Было еще темно.
Фонарь стрелочника, стоявший на столе, расплывался по стенам будки мутными пятнами света, но в окно уже начинал сыпаться синеватый пепел рассвета.
Александр Семенович поднял голову от распластанной на столе двухверстки, протянул руку и, отломив краюху от буханки черного хлеба, вгрызся в нее.
– Сладкая пища – черный хлебец! – сказал он военруку. – Лучше нет еды.
Медленно, со вкусом, прожевал хлеб, утер губы ладонью, посмотрел на светлеющий квадрат окна и вдруг засмеялся.
– Что вы, Александр Семенович? – спросил военрук.
Александр Семенович потянулся так, что хрустнули плечи.
– Свою жизнь вспомнил, Густав Максимилианович. И даже странно мне стало, как иногда жизнь человеческая оборачивается. Сколько места в России; одних городов не сосчитать сразу, а надо ж было мне попасть в Детское, к Александру Сергеевичу в гости! И пошла от этого моя тревога…
– Тревога? – удивился военрук.
– Ну, как это сказать правильней?.. Не знаю. Только от него я другим человеком стал. Многое мне через него захотелось. И понял я, какие мы жили темные, словно слепые щенки. Возьмем меня, к примеру. Я ведь ничего, кроме революции, не смыслил. Да и к ней чутьем тянулся одним, вот как щенок ощупью титьку находит. А вот с Александром Сергеевичем повстречался, и ныне ясно мне стало, как много человеку знать нужно, и края тому знанию нет. В две жизни и то всего нужного не осилишь. Как это у Александра Сергеевича про разум сказано: Да здравствуют музы, да здравствует разум…
Александр Семенович замолчал и посмотрел в окно. Тусклый фонарь на столе жалко мигал, уступая комнатушку холодной синеве морозной зари.
– Смешно мне теперь вспомнить, – продолжал Александр Семенович, – как я впервые перед памятником Александра Сергеевича стоял, как баран перед новыми воротами. Силюсь вспомнить: что такое? Знакомо как будто, а мозги еле ворочаются. И как я Александра Сергеевича насчет приверженности к царю заподозрил. Дура лопоухая! Ну, а теперь, Густав Максимилианович, как генералишек доконаем – многое нам откроется. Только успевай!
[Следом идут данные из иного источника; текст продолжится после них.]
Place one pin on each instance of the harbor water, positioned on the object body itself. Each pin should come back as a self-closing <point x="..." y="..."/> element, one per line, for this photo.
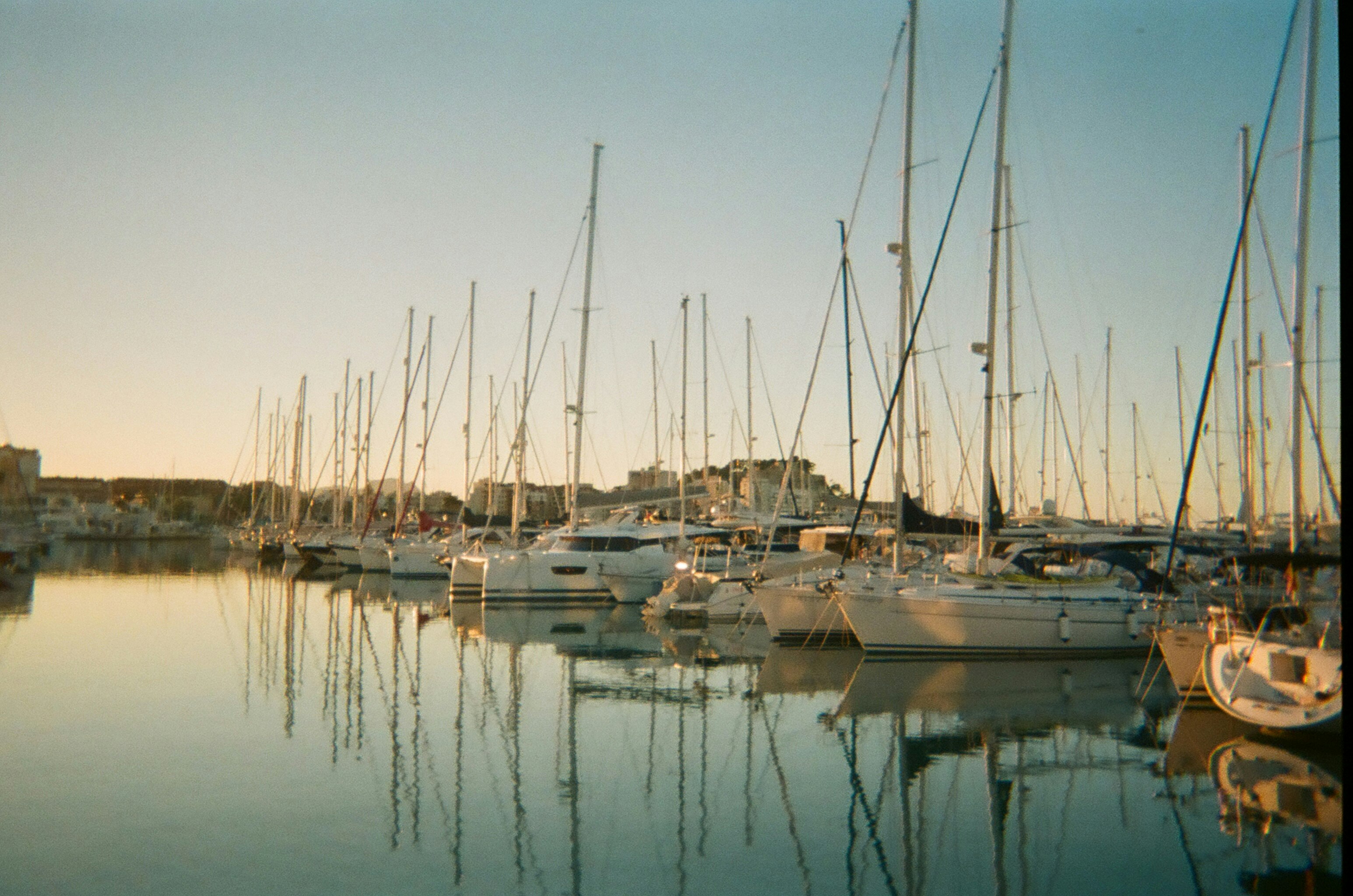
<point x="176" y="722"/>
За окном, раскатившись дребезгом в закопченных стеклах, гулко ударил пушечный выстрел и забили сухим треском винтовки.
Александр Семенович нахлобучил бескозырку.
– Вы здесь оставайтесь, Густав Максимилианович, распоряжайтесь, а я пройду по окопам. Начинается, а бойцы молодые, необстрелянные!
В дверях Александр Семенович повернулся на мгновение.
– Вот, загадываю я, Густав Максимилианович: настанет ли такое время, когда не будет по всей России человека, который бы не знал Александра Сергеевича? И так полагаю, что настанет. Владимир Ильич недаром дело начинал, он обо всем додумал заранее, – и об том, чтоб народу свет разума дать, додумал.
Дверь захлопнулась.
Густав Максимилианович Воробьев несколько секунд смотрел вслед ушедшему, часто мигая воспаленными от бессонницы веками. Потом сдвинул на лоб очки и платком протер глаза, внезапно заволокшиеся влажной мутью.